Ultrathin graphene oxide membranes on freestanding carbon nanotube supports for enhanced selective permeation in organic solvents.

Author information

1
Department of Chemical and Biomolecular Engineering (BK-21 Plus) & KAIST Institute for Nanocentury, Korea Advanced Institute of Science and Technology (KAIST), Daejeon, 34141, Korea.
2
Department of Chemical and Biomolecular Engineering (BK-21 Plus) & KAIST Institute for Nanocentury, Korea Advanced Institute of Science and Technology (KAIST), Daejeon, 34141, Korea. audw1105@gmail.com.
3
Graduate School of EEWS, Korea Advanced Institute of Science and Technology (KAIST), Daejeon, 34141, Korea.
4
Department of Chemical and Biomolecular Engineering (BK-21 Plus) & KAIST Institute for Nanocentury, Korea Advanced Institute of Science and Technology (KAIST), Daejeon, 34141, Korea. heetae@kaist.ac.kr.

Abstract

Among the various factors required for membranes in organic solvent separations, the stability of membrane supports is critical in the preparation of membranes with universal chemical stability, mechanical flexibility, and high flux. In this study, nanoporous freestanding carbon nanotube (CNT) films were fabricated and utilized as supports for enhanced permeation in organic solvents. The excellent chemical stability of the CNT support allowed it to withstand various organic solvents such as toluene, acetone, and dimethylformamide.
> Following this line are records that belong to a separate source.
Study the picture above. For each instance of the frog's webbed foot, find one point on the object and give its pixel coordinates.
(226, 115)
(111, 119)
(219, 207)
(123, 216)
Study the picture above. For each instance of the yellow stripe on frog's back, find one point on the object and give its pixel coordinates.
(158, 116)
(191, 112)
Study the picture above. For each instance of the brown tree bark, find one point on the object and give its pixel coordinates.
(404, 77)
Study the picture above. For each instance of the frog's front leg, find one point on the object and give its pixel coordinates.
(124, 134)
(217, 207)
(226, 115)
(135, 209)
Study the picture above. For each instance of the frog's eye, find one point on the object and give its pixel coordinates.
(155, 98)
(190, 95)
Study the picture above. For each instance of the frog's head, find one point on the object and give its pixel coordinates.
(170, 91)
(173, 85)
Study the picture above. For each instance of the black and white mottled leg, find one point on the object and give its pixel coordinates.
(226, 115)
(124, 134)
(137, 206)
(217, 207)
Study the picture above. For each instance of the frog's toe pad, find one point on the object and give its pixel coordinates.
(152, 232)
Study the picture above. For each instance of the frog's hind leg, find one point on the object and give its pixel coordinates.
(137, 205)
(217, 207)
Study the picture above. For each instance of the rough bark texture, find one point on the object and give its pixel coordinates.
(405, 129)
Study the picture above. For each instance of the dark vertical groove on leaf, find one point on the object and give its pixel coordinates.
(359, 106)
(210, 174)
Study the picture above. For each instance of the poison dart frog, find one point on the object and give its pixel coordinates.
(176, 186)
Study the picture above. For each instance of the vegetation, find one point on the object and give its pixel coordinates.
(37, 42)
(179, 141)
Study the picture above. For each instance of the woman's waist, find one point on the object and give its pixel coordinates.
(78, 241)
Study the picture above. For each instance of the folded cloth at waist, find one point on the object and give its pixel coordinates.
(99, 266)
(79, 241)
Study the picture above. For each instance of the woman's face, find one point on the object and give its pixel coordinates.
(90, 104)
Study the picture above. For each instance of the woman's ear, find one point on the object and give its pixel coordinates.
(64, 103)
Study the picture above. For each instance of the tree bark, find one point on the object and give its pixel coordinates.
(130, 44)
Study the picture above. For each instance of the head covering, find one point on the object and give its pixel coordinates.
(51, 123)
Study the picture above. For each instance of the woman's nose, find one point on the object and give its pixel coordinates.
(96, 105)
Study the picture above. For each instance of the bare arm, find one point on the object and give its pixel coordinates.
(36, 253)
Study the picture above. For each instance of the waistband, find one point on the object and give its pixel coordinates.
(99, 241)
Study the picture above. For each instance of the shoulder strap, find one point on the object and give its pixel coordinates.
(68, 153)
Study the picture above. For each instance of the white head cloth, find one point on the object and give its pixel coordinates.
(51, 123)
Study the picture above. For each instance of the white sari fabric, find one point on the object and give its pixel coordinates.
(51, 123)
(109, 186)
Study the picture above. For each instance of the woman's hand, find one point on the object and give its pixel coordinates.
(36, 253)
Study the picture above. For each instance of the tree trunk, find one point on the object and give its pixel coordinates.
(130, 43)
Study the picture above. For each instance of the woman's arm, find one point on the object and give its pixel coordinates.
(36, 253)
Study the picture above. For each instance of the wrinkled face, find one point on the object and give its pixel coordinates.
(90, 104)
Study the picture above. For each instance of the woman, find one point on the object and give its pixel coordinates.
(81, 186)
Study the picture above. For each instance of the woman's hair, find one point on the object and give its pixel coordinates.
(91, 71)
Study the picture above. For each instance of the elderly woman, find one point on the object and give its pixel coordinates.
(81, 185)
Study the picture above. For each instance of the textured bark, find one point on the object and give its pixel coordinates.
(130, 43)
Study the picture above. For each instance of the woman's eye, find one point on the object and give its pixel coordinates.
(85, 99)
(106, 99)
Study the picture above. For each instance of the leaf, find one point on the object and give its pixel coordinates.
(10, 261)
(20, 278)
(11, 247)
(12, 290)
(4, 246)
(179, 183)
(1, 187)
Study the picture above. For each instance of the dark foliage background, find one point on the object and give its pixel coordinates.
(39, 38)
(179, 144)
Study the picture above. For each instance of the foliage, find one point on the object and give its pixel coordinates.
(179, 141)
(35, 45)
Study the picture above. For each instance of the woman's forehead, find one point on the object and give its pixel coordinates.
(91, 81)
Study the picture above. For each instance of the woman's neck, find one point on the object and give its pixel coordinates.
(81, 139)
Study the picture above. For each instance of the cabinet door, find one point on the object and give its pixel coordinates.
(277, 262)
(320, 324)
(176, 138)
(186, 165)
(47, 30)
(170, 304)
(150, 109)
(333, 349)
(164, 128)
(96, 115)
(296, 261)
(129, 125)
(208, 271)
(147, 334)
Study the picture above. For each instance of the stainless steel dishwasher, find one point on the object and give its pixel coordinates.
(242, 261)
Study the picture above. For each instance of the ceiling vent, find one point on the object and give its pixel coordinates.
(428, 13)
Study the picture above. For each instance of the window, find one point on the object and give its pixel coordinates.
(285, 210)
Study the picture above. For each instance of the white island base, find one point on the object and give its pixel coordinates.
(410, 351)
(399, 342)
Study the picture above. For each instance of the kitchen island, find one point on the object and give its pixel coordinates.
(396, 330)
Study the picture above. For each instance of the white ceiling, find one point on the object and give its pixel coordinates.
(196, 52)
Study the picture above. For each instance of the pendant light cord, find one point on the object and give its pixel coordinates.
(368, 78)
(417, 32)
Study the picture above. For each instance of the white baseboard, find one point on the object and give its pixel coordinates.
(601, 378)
In addition, the structural stability and high pore density of CNT supports allowed the deposition of an ultrathin selective layer for an enhanced-flux membrane. Membrane performance was demonstrated by depositing a thin graphene oxide (GO) layer on the CNT support; GO was selected because of its high chemical stability. CNT-supported GO membranes effectively blocked molecules with molecular weight larger than ~800 g mol-1 while allowing the fast permeation of small molecules such as naphthalene (permeation was 50 times faster than that through thick GO membranes) and maintaining selective permeation in harsh solvents even after 72 hours of operation. We believe that the developed CNT support can provide fundamental insights in utilizing selective materials toward organic solvent membranes.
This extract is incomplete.